Finding the difference between dates with the DATEDIF function
This walkthrough will teach you how to make use of the DATEDIF
function in Excel.
=DATEDIF(start date,end date,type of calculation)
- Start date: Must be a valid date value.
- End date: Must be a valid date value >q than beginning date.
- The type of calculation to be performed:
- 1 "y": difference in years (year).
- 2 "m": the difference in months (month).
- 3 "d": difference in days (day).
- 4 "ym" difference in months, after subtracting the years.
- 5 "yd" difference in days, after subtracting the years.

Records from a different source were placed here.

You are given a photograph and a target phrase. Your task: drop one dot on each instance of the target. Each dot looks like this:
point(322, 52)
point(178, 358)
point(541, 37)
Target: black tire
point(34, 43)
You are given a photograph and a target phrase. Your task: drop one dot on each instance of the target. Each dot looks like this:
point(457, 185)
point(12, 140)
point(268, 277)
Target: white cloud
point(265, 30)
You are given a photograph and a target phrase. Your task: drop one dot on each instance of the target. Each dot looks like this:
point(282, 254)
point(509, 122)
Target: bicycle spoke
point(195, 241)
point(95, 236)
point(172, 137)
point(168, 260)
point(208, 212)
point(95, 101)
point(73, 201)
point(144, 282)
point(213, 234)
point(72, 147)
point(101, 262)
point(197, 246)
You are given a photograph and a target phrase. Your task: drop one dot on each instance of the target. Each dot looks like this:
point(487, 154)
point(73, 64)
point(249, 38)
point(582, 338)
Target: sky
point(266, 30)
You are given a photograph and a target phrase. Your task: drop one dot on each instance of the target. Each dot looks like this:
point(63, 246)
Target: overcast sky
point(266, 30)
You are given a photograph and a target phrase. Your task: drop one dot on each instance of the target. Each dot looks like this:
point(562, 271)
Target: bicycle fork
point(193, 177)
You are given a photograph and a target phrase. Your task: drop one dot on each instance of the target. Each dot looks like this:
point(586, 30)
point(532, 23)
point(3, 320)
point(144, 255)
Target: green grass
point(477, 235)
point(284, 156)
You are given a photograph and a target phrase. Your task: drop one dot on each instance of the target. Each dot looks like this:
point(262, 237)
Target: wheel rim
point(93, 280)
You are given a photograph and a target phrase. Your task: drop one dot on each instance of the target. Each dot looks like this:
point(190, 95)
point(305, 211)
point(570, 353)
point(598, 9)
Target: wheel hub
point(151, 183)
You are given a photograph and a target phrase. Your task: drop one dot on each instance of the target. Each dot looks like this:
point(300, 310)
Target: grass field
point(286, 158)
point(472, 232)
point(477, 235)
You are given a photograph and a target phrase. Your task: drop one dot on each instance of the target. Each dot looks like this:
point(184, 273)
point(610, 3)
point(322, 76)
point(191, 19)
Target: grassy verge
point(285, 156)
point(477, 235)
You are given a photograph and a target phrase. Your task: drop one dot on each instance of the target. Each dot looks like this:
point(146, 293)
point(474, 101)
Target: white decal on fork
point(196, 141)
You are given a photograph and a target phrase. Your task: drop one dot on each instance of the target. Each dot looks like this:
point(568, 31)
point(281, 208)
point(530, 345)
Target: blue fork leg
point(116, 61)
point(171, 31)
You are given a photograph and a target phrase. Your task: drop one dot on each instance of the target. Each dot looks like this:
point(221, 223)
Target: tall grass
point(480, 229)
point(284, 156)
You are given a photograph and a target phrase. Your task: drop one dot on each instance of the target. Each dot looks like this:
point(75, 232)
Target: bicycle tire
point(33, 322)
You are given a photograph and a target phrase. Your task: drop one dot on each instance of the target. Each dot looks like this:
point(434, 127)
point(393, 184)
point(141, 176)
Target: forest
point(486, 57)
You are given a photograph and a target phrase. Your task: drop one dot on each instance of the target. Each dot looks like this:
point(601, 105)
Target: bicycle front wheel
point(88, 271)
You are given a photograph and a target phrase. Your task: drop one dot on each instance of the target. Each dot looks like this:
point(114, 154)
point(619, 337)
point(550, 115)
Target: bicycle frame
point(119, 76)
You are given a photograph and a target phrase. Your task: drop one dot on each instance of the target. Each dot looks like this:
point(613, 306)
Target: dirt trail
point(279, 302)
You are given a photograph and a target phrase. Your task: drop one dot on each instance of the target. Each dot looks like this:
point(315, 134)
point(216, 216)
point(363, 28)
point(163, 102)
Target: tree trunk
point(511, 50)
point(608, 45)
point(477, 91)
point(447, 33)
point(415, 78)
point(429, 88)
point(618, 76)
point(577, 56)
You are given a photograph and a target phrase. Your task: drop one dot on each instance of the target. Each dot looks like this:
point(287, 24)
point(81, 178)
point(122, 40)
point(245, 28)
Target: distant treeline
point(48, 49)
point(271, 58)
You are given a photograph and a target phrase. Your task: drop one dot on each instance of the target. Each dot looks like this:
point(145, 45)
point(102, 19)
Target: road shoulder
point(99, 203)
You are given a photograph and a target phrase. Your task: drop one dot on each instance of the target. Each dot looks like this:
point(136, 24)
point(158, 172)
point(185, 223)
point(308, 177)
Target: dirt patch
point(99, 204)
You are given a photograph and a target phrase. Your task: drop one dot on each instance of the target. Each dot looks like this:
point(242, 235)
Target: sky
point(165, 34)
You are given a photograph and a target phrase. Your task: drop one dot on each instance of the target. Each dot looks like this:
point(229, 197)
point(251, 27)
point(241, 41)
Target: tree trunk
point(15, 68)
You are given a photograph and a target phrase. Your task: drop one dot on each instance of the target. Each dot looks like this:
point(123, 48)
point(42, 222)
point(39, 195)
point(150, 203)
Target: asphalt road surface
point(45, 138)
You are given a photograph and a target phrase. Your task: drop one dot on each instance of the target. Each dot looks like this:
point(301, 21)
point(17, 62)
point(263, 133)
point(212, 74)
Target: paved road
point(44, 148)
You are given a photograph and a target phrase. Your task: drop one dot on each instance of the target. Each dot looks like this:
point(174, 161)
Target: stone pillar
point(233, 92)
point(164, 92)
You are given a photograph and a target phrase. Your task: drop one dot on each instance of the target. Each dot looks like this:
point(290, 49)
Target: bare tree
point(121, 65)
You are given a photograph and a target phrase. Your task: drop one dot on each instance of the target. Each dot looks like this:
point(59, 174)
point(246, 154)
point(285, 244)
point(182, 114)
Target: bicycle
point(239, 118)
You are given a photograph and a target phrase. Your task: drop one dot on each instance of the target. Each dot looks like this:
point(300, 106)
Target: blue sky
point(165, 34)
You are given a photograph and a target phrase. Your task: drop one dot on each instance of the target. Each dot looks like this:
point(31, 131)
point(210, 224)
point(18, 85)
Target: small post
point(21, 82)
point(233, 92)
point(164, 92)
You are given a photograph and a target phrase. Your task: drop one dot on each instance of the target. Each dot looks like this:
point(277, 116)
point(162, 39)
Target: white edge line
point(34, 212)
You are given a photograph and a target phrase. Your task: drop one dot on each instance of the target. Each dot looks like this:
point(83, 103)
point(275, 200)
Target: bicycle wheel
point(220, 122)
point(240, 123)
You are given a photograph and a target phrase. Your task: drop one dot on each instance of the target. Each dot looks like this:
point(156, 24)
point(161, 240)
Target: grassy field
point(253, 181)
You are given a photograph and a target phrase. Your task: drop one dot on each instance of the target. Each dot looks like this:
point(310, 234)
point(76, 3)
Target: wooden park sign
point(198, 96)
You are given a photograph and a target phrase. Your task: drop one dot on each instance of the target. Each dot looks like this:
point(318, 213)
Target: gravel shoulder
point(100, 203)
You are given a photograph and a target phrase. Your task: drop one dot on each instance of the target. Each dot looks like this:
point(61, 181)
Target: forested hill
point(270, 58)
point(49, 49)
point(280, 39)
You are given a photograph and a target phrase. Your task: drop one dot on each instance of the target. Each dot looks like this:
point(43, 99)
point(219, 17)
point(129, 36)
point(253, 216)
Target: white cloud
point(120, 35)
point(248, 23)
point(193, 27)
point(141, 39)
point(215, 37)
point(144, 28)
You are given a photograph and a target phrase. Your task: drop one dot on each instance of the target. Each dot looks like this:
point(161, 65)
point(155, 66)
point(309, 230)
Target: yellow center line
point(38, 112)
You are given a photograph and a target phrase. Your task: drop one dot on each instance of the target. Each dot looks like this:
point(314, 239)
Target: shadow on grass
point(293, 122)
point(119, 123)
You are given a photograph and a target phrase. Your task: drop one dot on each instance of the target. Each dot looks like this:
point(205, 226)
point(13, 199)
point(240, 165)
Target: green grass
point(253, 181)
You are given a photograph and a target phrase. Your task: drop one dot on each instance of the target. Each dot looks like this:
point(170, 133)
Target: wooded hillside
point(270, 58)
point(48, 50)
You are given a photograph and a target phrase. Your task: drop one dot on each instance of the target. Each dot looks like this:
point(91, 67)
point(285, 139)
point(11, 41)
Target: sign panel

- 6 "md" difference in days, after subtracting the years and months.
- In A1: 05/02/2007
- In B1: 02/02/2009
- 1 =DATEDIF(A1,B1,"y") => 1
- 2 =DATEDIF(A1,B1,"m") => 23
- 3 =DATEDIF(A1,B1,"d") => 728
- 4 =DATEDIF(A1,B1,"ym") => 11
- 5 =DATEDIF(A1,B1,"yd") => 362
- 6 =DATEDIF(A1,B1,"md") => 28
If you combine 1, 4, 6 => 1 year 11 months 28 days.
- To use this function, make sure the end date is greater than start date, otherwise you will have the #NUM! error. The same applies if your calculation is not correct.
- As you can see, you can use this funtion to calculate a precise time lapse or to manage a schedule.
- In all cases, you get a number that must be called depending on the parameter: years, months, days.
Note that, this method is not 100% reliable
- When you use start and end dates like: 01/09/13 and 31/12/13, the dateif function will return difference 3 months (instead of 4).